Поведешь глазами по избе, и они, усталые от дневной работы, сами по себе с благодарностью за дарованную поддержку устремятся на божницу, где в тесном ряду в уже потускневших окладах еще с бабушкиных времен прижились по сторонам от Спаса и Всемилостивая, и Анна Кашинская, и Пантелеймон-целитель, и, конечно, — куда нам без него-то? — Никола Угодник.

Потом, укутавшись потеплее во все еще хранящую аромат «Красной Москвы», «сбитую» от многолетней носки мамину пуховую шаль, распахнешь певучие двери, шагнешь в простылые, дышащие пуками полыни и мяты сенцы, спустишься, ступая теплущими валенками по хрустким крылечным порожкам, в каляную декабрьскую тишь…

Пройдешь сквозь таинственно дышащий сад, захрумкаешь едва приметной стежкой по скатывающейся в низину улочке в белесом свете откуда ни возьмись объявившегося месяца. Хотя удивляться ему, ни с того ни с сего засветившемуся, не стоит: чего не может статься на Николу Чудотворца?

Вот и подтверждение этому: вроде еще не отпускает, еще погружена в начатую пару дней назад повесть, еще прокручиваются, примеряются на героев их монологи; еще с ними, а порой и с самой с собой, подлаживаясь под главную задумку, веду, то горячась, то в сердцах комкая, бесчисленные разговоры, но в то же время зоркой душой, чутким слухом, всем своим существом, обонянием-осязанием впитываю этот затерянный меж орловских лугов, взгорьев и перелесков декабрьский вечер.
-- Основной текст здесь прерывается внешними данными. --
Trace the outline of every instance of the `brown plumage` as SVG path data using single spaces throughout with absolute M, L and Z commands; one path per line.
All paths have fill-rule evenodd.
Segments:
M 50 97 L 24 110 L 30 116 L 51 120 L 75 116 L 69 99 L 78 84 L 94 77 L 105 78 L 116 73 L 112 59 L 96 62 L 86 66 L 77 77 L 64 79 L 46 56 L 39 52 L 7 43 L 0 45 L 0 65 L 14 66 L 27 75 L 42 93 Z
Может, пока не придаю этому значения, но все, что сейчас рядом, чуть поодаль или где-то там, в скрывшейся дали, потом непременно проявится. Через месяц, через год, а может, через десятилетие, но обязательно всплывет в каком-нибудь рассказе, эссе или хотя бы миниатюре. Эти продуваемые сикось-накось, вдоль и поперек заметеленные снегами поля, этот выскальзывающий за деревню, укатанный санями до блеска начищенной стали проселок, эта обнесенная высоченными будыльями борщевика околица, эти реденькие, вскрапывающие то там, то сям сквозь колючие воздухи огоньки.

Спустившись в низину, прохожу вдоль широкой сельской улицы. Но и на ней, полузаброшенной — дом за домом заколочены, — окошки теплятся: друг от друга едва видать. Лишь иногда взгамкнет псина, еще реже всхлипнут скрипучие запоздалые полозья и — снова немота.

И вдруг среди этой первозданности, словно диво дивное, четко-четко слышится: над освященной Поповкой нежно всплеснулся и поплыл, потек, разливаясь и накрывая всю округу, сначала дробный, а потом все шире, все необъятнее и величественнее благовестный перезвон. Это колокольня Сергиевской церквы в праздник Святителя Николая Чудотворца наперекор многоверстовой глуши и немоте собирает на службу оставшиеся живые души со всех окрестных деревушек.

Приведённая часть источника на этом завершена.